Referencias Políticas


Cabalgatas y prohibición de corridas de toros

Salvador Olvera Cruz

Los Festejos Charrotaurinos de Villa de Alvarez, que la semana próxima terminan oficialmente, son unas fiestas que desde su inicio han sostenido en forma importante su tradición, a la cual se le han sumado eventos y prácticas que han venido a enriquecerlas, de acuerdo a los tiempos que se viven.

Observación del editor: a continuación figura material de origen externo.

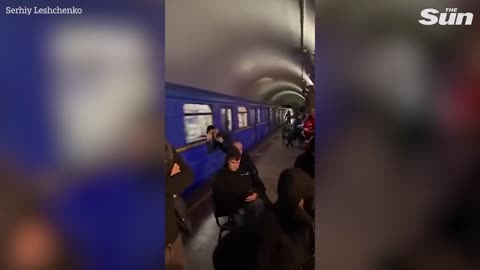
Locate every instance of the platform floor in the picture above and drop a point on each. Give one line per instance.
(271, 158)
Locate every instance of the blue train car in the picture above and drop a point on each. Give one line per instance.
(188, 113)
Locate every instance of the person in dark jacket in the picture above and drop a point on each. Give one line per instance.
(287, 241)
(246, 163)
(306, 161)
(284, 237)
(217, 140)
(237, 191)
(179, 177)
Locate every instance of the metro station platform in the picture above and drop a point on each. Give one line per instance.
(271, 158)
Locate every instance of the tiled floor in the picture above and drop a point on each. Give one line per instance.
(271, 158)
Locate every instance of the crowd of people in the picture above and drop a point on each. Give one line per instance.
(265, 234)
(299, 128)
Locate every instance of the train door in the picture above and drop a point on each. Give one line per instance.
(226, 118)
(254, 125)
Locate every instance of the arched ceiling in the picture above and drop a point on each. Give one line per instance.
(247, 48)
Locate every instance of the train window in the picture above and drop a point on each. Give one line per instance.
(252, 116)
(197, 117)
(227, 119)
(242, 117)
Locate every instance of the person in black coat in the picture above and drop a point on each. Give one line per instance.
(246, 163)
(306, 161)
(237, 191)
(179, 177)
(287, 238)
(284, 236)
(217, 140)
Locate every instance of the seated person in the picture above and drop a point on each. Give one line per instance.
(28, 238)
(287, 238)
(306, 161)
(217, 140)
(284, 237)
(238, 192)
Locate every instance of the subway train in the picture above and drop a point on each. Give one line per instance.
(188, 113)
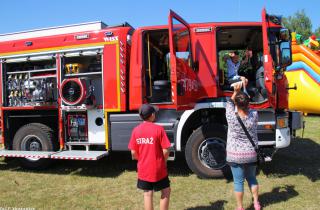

Caber mencionar que las tradicionales cabalgatas que se llevaran a cabo desde el momento en que las fiestas pasaron de la Villa de Colima a la de Almoloyan -hoy Villa de Alvarez-, la autoridad municipal en turno y colaboradores se trasladaban a las inmediaciones de San Francisco -lugar en que los vaqueros y ganadero que prestaba los toros descansaban-, a fin de recibirlos y acompañarlos hasta el lugar en que se encontraban los corrales de la plaza de toros.

Al correr de los años, los grupos pequeños que integraban las cabalgatas fueron incrementando, ya que se iniciaban cuando los ganaderos y vaqueros eran recibidos, dando inicio la cabalgata al frente de la cual bailaban los mojigangos al acorde la banda de música y chirimía que les seguían, y más adelante, un cohetero con sus ayudantes provistos de morteros, cámaras y cohetes que quemaban, rompiéndose el clima de tranquilidad que por esas épocas prevalecía.

Se menciona lo anterior porque de un tiempo a la fecha se han dado las voces de personas que aduciendo el creciente tráfico vehicular y la creciente cantidad de jinetes, se necesita tomar medidas que eviten los problemas que se generan cada año en tiempos de dichos festejos.

Para evitar también los largos recorridos desde el jardín Libertad de Colima hasta la cada día más lejana plaza de toros, nada mejor que retomar la tradición de iniciar las cabalgatas del Jardín de San Francisco, medida que para nada rompe la conservación de la tradición, sino que la retoma respecto a su origen, al mismo tiempo que evita la problemática que se presenta.

Caso contrario en cuanto a tradiciones representa la prohibición que a últimas fechas se ha pretendido implantar en cuanto a las corridas formales de toros, propuesta encabezada actualmente por el diputado local del Partido Verde Ecologista, Mariano Trillo.

Trillo asegura que estos espectáculos no tienen nada que ver con la cultura y el arte, por el contrario, son espectáculos que atentan contra la dignidad de los animales, al mismo tiempo que señala que él siempre va a estar en contra de ese tipo de espectáculos.

En nuestro país, de acuerdo a los registros históricos, el toreo fue prohibido en su momento por los presidentes de la República, Benito Juárez y Venustiano Carranza, como también se ha dado la prohibición a niveles regionales y locales en todo el país, como en otras naciones, incluyendo algunas regiones de España, cuna del toreo.

La prohibición de las corridas de toros decretada por Benito Juárez fue en el año en 1867; sin embargo, dicho veto fue temporal, pues posteriormente y ante circunstancias tan adversas, tomar carta de naturaleza la costumbre de perdonar la vida a los toros de bravura probada en forma excepcional para aprovecharlos como sementales.

Igualmente, durante la segunda década del siglo XX, se marcó un hito en la historia taurina nacional, ya que en 1916, el entonces presidente de México, Venustiano Carranza, prohibió las corridas de toros, veto que se prolongó hasta 1920.

En ese tenor, Venustiano Carranza pasó a la historia al prohibir las corridas de toros en el Distrito Federal mediante un decreto que fue publicado el siete de octubre de 1916, obedeciendo más que nada a la inseguridad prevaleciente en ese tiempo.

Como un ejemplo de las prohibiciones y anuencias para la celebración de las corridas de toros que se dieran en nuestro estado, tenemos el testimonio de algunos decretos y actas levantadas en el Congreso del Estado, que en su momento fueron derogadas.

Sin duda, el caso de la prohibición de corridas de toros amerita una medida ajustada a la realidad y preservación de tradiciones, porque si de muerte y sacrificios se trata, no debemos olvidar que el ser humano como tal requiere de una formación y cambios de conducta a fondo para enmarcar su vida en el humanismo que debe poner en práctica día con día.

Por lo tanto, si en realidad se quiere asumir la conducta a la que estamos obligados como seres pensantes, deberíamos empezar por forjar generaciones respetuosas de sí mismas y sus semejantes; porque si sacamos cuentas, son más los seres humanos que pierden la vida y son vejados cada día a manos de semejantes, que los bureles que se sacrifican en las plazas de toros.